LONDON - The father of Princess Diana's last boyfriend, Dodi al-Fayed, rejected a long-awaited British report into their death as a cover-up and "garbage".
Mohammed al-Fayed remained adamant there was a plot backed by British intelligence to murder them in August 1997, when they died in a high-speed car crash in a Paris underpass.
His reaction came after the report, by former London police chief Lord John Stevens, concluded that the crash was a "tragic accident" and dismissed the charges of a murder plot.
Diana's death triggered a string of conspiracy theories that British spies or even her ex-husband, heir-to-the-throne Prince Charles, had plotted the accident because her relationship with Dodi al Fayed was embarrassing the royal household.
Stevens said after his three-year investigation: "On the evidence available now, there was no conspiracy to murder any of the occupants of that car. This was a tragic accident.
"I'm satisfied that no attempt has been made to hold back information and we are confident that the allegations made are unfounded."
Echoing the findings of a French probe into the accident, Stevens said tests showed the limousine's chauffeur Henri Paul had been drinking before the high speed crash in a Paris road tunnel.
Diana's sons, Princes William and Harry, said in a statement that they "trust these conclusive findings will end speculation surrounding the death of their mother".
Stevens said Diana was not pregnant when she died and "was not engaged and was not about to get engaged".

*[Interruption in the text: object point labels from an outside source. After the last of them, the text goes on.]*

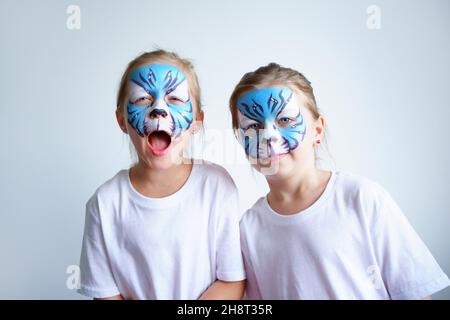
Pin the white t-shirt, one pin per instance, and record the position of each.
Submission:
(162, 248)
(352, 243)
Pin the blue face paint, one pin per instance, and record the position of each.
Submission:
(270, 122)
(159, 100)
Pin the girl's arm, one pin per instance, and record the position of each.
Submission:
(222, 290)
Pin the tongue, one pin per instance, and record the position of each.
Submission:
(159, 140)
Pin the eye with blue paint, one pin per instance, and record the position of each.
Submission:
(270, 121)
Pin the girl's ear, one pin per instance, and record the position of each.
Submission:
(121, 121)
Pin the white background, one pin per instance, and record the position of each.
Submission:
(385, 94)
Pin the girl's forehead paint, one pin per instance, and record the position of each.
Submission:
(275, 115)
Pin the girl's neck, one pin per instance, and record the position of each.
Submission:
(158, 183)
(297, 191)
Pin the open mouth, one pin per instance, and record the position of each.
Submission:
(159, 142)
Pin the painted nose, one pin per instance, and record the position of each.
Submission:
(158, 113)
(270, 133)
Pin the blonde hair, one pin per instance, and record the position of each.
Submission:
(273, 74)
(166, 57)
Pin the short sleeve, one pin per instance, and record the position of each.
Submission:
(228, 246)
(97, 280)
(408, 269)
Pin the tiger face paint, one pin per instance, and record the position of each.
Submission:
(159, 100)
(270, 122)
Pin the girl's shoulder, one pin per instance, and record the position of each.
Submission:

The death of the "People's Princess", the world's most photographed woman, sparked an outpouring of grief in Britain. Queen Elizabeth and the royal family were harshly criticised for not openly sharing the national sense of loss.
The British investigation was ordered by former royal coroner Michael Burgess in January 2004 when he opened a British inquest into Diana's death.
Stevens, who headed London's police force, spent almost three years investigating what happened and interviewed Charles for several hours as part of his inquiry.
He also talked to Prince Charles' father, the Duke of Edinburgh. Stevens said there was no evidence to link the Duke to Britain's intelligence service MI6 as alleged by Mohamed al Fayed.
The Harrods department storeowner, who wants a public inquiry into the crash, believes his son and Diana were murdered by British secret services because their relationship was embarrassing the British royal family.
Stevens said investigators had used computer modelling to assemble a 3D reconstruction of the crash scene, to an accuracy of within one centimetre.
He said the car was travelling at excessive speed. It hit the 13th pillar in the underpass at 98 to 101km/h, about twice the speed limit.
Paul had a blood alcohol level around twice the British drink-drive limit at the time of the crash.
Stevens was satisfied, from DNA testing, the samples tested did indeed belong to Paul, contrary to suggestions they may have been switched.
Stevens said investigators did believe there had been "glancing contact" between the Mercedes limousine and a white Fiat Uno car, whose driver has never been traced.
He noted failure to assist a person in danger is an offence which can bring a jail term in France, and this may have deterred people from coming forward.